Whether coincidence or not, a cluster of cited songs come from 1957-1958. "Travel On" stems from Billy Grammer's 1958 version. The Kingston Trio's "Tom Dooley" was a No. 1 pop hit in 1958, as was another song on "Americana," the furthest, most satisfying reach of all. I asked my friend Alan Grossinger, an expert in the popular music of the 1950s, if he'd heard the "Americana" version of this song—one of our childhood favorites—which I described to him as "one of the great protest songs about race and discriminatory hiring practices." Grossinger couldn't bite on that clue, so I had to reveal the answer: "Get A Job," by the Silhouettes.

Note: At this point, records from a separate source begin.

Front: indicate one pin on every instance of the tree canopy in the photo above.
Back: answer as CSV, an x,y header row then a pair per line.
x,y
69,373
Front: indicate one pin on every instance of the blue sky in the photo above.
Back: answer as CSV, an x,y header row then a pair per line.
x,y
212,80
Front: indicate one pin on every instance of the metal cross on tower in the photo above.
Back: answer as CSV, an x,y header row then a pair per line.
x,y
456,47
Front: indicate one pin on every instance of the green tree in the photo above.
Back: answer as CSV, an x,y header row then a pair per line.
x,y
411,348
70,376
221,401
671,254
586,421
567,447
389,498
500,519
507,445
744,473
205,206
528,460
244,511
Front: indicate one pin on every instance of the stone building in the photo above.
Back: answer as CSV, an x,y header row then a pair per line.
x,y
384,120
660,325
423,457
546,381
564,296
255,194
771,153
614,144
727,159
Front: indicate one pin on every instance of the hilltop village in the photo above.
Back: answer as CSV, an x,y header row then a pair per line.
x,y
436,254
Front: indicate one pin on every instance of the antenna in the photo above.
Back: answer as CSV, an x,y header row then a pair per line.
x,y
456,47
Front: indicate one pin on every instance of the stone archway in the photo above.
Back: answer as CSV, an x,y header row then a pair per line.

 Recorded in 1957, "Get A Job" hit number one in January 1958. The 60s doo-wop revival group Sha-Na-Na took its name from some of the so-called nonsense syllables. The song, composed by the group members, is about the difficulty of finding meaningful employment in an economy with a huge gap between the haves and the have-nots. Young's choice to record this (loose but respectful) may be meant to draw comparisons to the 2012 economy, but there is a clear distinction. The Silhouettes, in their satirical way, were expressing the frustration of black America at a time when black America's frustrations were just barely registering on the national consciousness. It's Young's generous definition of "folk" music that allows him to include "Get A Job," as well as Odetta's "Gallows Pole," which may have first been heard on her 1957 live album, "At the Gate of Horn." The connection between Odetta and the Silhouettes wasn't understood then. It's not understood by many now, but as always, Young gets it.

The closing song, "God Save the Queen," makes some people cranky, for different reasons. The red- white and blue re•ac•tion•ary part of Young's fan base may wonder why he's singing what is essentially England's national anthem. But it's also a nod to the Young's Canadian heritage and that country's ties to the British Commonwealth. (Quebec excepted, of course.) It is also the melody of "My Country 'Tis of Thee," which is a kind of alternate U.S. national anthem. Young and Crazy Horse morph from the former to the latter—it begins as "God Save" and ends as "My Country," illustrating the continually evolving folk process that it the whole idea of "Americana." Many of us would have preferred the Sex Pistols' "God Save the Queen," which Young and Crazy Horse are long overdue in covering. Perhaps it will be the grand finale of Young and Crazy Horse's fall tour with the Patti Smith Group, with all hands, and all versions, on stage.